OCR Studio SDK for Web Browser Integration

Overview

WebAssembly (Wasm) is a technology that allows running compiled code from various programming languages directly in the browser.

Our library is written in C++ and ported to WebAssembly using Emscripten.

To cover a wide range of devices, we provide 4 library builds, each of which should be loaded depending on the browser's feature support.

Build Descriptions

  • nosimd.nothreads — universal build, supported on most devices.
  • simd.nothreads — fastest build.
  • simd.threads — build for continuous recognition tasks. Multi-thread support requires initialization of web workers, which may take longer than executing a simple task using simd.nothreads.
  • nosimd.threads — build for rare use cases.

SIMD — a set of instructions that significantly improves computation speed.

THREADS — multi-threading support via additional web workers using a shared SharedArrayBuffer. Proper server-side configuration of COOP and COEP headers is required to use it.

Browser support for SIMD and multi-threading can be detected using the wasm-feature-detect library.

Server Requirements

Content-Type

The server must serve *.wasm files with the header:

Content-Type: application/wasm

Compression

The server should support compression for .wasm files. WebAssembly files compress well, reducing delivery time.

Check the content-encoding header in devtools or using:

curl -H "Accept-Encoding: gzip" -I https://example.com/yourfile.wasm

We recommend serving pre-compressed files to avoid runtime compression overhead.

Web Application Integration

WebAssembly Module

Include the compiled OCR Studio WebAssembly module in your project. No additional configuration is required — just place it in the project directory.

Web Worker

To prevent blocking the main execution thread with heavy recognition tasks, a web worker is used to communicate with the Wasm module.

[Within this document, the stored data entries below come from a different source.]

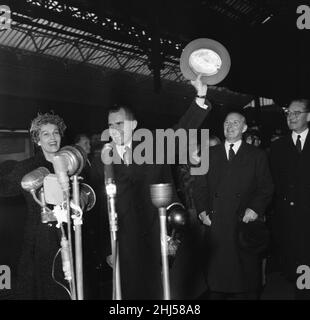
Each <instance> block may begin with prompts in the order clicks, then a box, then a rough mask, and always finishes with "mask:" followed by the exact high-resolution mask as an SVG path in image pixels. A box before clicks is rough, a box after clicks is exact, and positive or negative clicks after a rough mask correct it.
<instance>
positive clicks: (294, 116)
mask: <svg viewBox="0 0 310 320" xmlns="http://www.w3.org/2000/svg"><path fill="white" fill-rule="evenodd" d="M302 113H309V111H289V110H287V109H286V110H284V114H285V116H286V117H294V118H298V117H299V116H300V115H301V114H302Z"/></svg>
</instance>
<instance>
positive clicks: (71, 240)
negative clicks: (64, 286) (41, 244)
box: [64, 191, 77, 300]
mask: <svg viewBox="0 0 310 320" xmlns="http://www.w3.org/2000/svg"><path fill="white" fill-rule="evenodd" d="M64 196H65V199H66V207H67V227H68V255H69V261H70V274H71V279H72V280H70V281H69V284H70V289H71V295H72V300H77V297H76V282H75V273H74V267H73V253H72V238H71V216H70V197H69V191H66V192H64Z"/></svg>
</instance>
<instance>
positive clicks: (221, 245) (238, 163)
mask: <svg viewBox="0 0 310 320" xmlns="http://www.w3.org/2000/svg"><path fill="white" fill-rule="evenodd" d="M246 130H247V125H246V121H245V118H244V116H243V115H241V114H240V113H237V112H233V113H230V114H228V115H227V117H226V119H225V122H224V135H225V138H226V140H225V143H224V144H221V145H217V146H214V147H212V148H210V158H209V171H208V173H207V175H203V176H197V179H196V184H195V194H194V197H195V204H196V208H197V212H199V213H200V214H199V218H200V219H201V221H202V222H203V224H205V225H206V228H207V229H206V233H205V243H204V244H205V253H204V254H205V257H206V261H205V274H206V278H207V284H208V287H209V291H210V298H211V299H225V298H228V297H229V296H232V297H233V298H235V299H238V298H242V299H252V298H253V299H254V298H255V293H256V292H257V290H258V288H259V275H260V265H259V259H258V256H257V255H251V254H249V253H247V252H246V251H243V250H241V248H239V245H238V242H237V232H238V226H239V224H240V223H251V222H252V221H254V220H256V219H262V216H263V214H264V211H265V209H266V206H267V204H268V202H269V201H270V200H271V196H272V191H273V185H272V181H271V175H270V172H269V168H268V162H267V158H266V155H265V153H264V152H263V151H262V150H260V149H258V148H256V147H254V146H251V145H248V144H247V143H245V142H243V141H242V134H243V133H244V132H245V131H246ZM241 221H242V222H241Z"/></svg>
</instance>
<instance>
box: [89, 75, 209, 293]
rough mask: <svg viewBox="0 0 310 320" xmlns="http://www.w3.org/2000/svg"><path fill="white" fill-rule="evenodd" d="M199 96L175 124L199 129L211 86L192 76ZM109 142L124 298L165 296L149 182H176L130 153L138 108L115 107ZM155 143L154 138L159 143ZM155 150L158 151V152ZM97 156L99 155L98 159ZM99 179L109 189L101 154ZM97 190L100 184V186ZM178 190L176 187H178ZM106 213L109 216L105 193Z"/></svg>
mask: <svg viewBox="0 0 310 320" xmlns="http://www.w3.org/2000/svg"><path fill="white" fill-rule="evenodd" d="M192 85H193V86H194V87H195V88H196V91H197V96H196V98H195V101H194V102H193V103H192V105H191V107H190V108H189V109H188V111H187V112H186V114H185V115H184V116H183V117H182V118H181V119H180V121H179V123H178V124H177V125H176V126H175V128H174V129H179V128H183V129H186V130H187V129H195V128H198V127H199V126H200V125H201V123H202V121H203V120H204V119H205V117H206V115H207V113H208V111H209V109H210V106H209V103H208V102H205V98H206V92H207V86H206V85H203V84H202V82H201V80H200V77H198V78H197V80H195V81H192ZM108 121H109V133H110V136H111V138H112V142H111V144H110V147H111V145H112V146H113V151H115V150H116V155H114V156H116V160H118V161H115V162H116V163H114V164H113V166H114V176H115V182H116V186H117V195H116V201H117V203H116V212H117V214H118V226H119V231H118V239H119V255H120V274H121V289H122V298H123V299H161V298H162V287H161V257H160V235H159V219H158V210H157V208H155V206H154V205H153V204H152V201H151V196H150V185H151V184H155V183H167V182H169V183H172V181H173V180H172V177H171V170H170V166H169V165H167V164H156V163H154V164H146V163H142V164H137V163H136V162H135V159H132V158H131V159H130V157H128V154H131V155H132V154H134V150H135V148H136V147H137V145H138V144H137V142H136V141H134V140H133V139H132V137H133V133H134V130H135V129H136V127H137V120H136V118H135V116H134V114H133V113H132V112H131V111H130V110H129V109H127V108H125V107H119V108H115V109H112V110H110V112H109V116H108ZM154 145H155V144H154ZM155 153H156V152H154V156H155ZM95 162H96V161H95ZM92 167H93V169H94V171H93V173H94V174H93V176H94V178H95V179H97V183H96V185H97V186H98V187H99V190H100V188H101V191H99V192H100V194H101V195H103V194H104V174H103V172H104V165H103V163H102V162H101V160H99V161H97V163H94V165H93V166H92ZM97 190H98V189H97ZM174 193H175V192H174ZM101 200H102V201H101V202H102V203H103V205H102V206H101V208H102V214H103V215H105V216H106V217H107V216H108V215H107V213H106V212H104V211H106V210H105V209H104V207H105V206H106V200H105V199H104V198H102V199H101Z"/></svg>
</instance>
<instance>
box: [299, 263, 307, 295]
mask: <svg viewBox="0 0 310 320" xmlns="http://www.w3.org/2000/svg"><path fill="white" fill-rule="evenodd" d="M296 273H297V274H300V276H299V277H298V278H297V281H296V286H297V288H298V289H299V290H305V289H310V267H309V266H307V265H304V264H303V265H300V266H298V268H297V270H296Z"/></svg>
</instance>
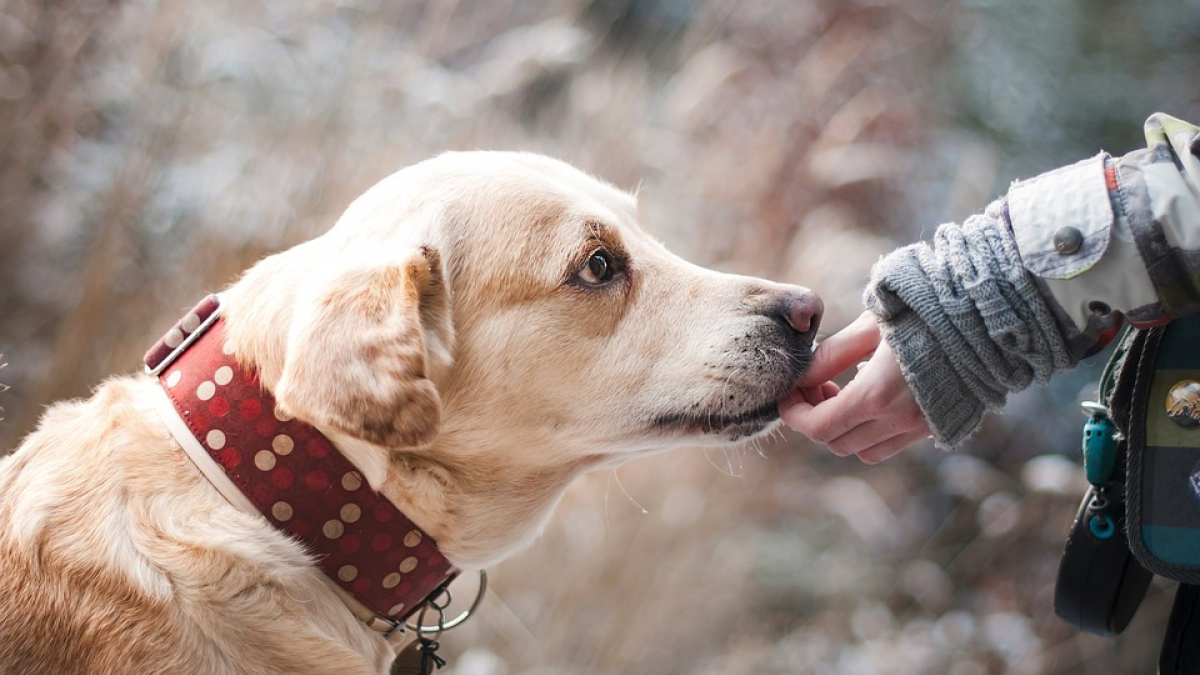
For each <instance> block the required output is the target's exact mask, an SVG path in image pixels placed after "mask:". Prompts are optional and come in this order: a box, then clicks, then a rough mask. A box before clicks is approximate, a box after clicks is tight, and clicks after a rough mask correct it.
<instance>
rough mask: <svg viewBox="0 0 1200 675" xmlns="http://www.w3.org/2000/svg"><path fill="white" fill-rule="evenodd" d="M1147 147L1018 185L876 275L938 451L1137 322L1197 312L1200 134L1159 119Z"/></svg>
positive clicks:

The worker acts as a mediator between client JavaScript and the Wasm module.

HTML Page

For real-time recognition, the page needs:

Video and canvas elements to display camera input:

<video id="video" class="video" playsinline muted autoplay></video>
<canvas id="canvas" class="canvas"></canvas>

Buttons for scanning documents and face matching:

<button id="scan-button" class="button">
  Scan Document
</button>

<button id="capture-face-button" class="button">
  Match Face
</button>

Result container to display recognition results:

<div id="result-wrapper" class="result-wrapper">
  <h2>Recognition Result</h2>
  <div id="output"></div>
</div>

Include the JavaScript file for client logic.

Camera Handling

Request video stream from the camera:

stream = await navigator.mediaDevices.getUserMedia({ video: { facingMode: { ideal: "environment" } } })

Assign it to the video element:

const videoEl = document.querySelector("#video")
videoEl.srcObject = stream
await videoEl.play()

Draw video frames on the canvas:

const canvasEl = document.querySelector("#canvas")
const ctx = canvasEl.getContext("2d", { willReadFrequently: true })

const animate = function () {
  ctx.drawImage(videoEl, 0, 0, canvasEl.width, canvasEl.height)
  requestAnimationFrame(animate)
}
animate()

Web Worker Integration

Initialize the worker and send the document type for recognition:

OCRStudioWorker = new Worker("./worker.js")

OCRStudioWorker.postMessage({
  requestType: "createSession",
  docData: "*",
})

On button click, capture a video frame and send it to the worker:

const scanButtonEl = document.querySelector("#scan-button")

scanButtonEl.addEventListener("click", async () => {
  OCRStudioWorker.postMessage({
    requestType: "frame",
    imageData: canvasEl.getContext("2d", { willReadFrequently: true })
      .getImageData(0, 0, canvasEl.width, canvasEl.height)
  })
})

Receiving Results

The worker returns coordinates of detected elements to highlight them in the video.

Receive and display results on the page:

OCRStudioWorker.onmessage = function (message) {
  switch (message.data.requestType) {
    case "result":
      let result = message.data
      if (Object.keys(result.data).length === 0) {
        console.log("Document not found")
        OCRStudioWorker.postMessage({ requestType: "reset" })
        return
      }
      printResult(result)
      canvasHandler.clear(canvasOverlayEl)
      OCRStudioWorker.postMessage({ requestType: "reset" })
    break
  }
}

A minimal web application with real-time image recognition is now ready.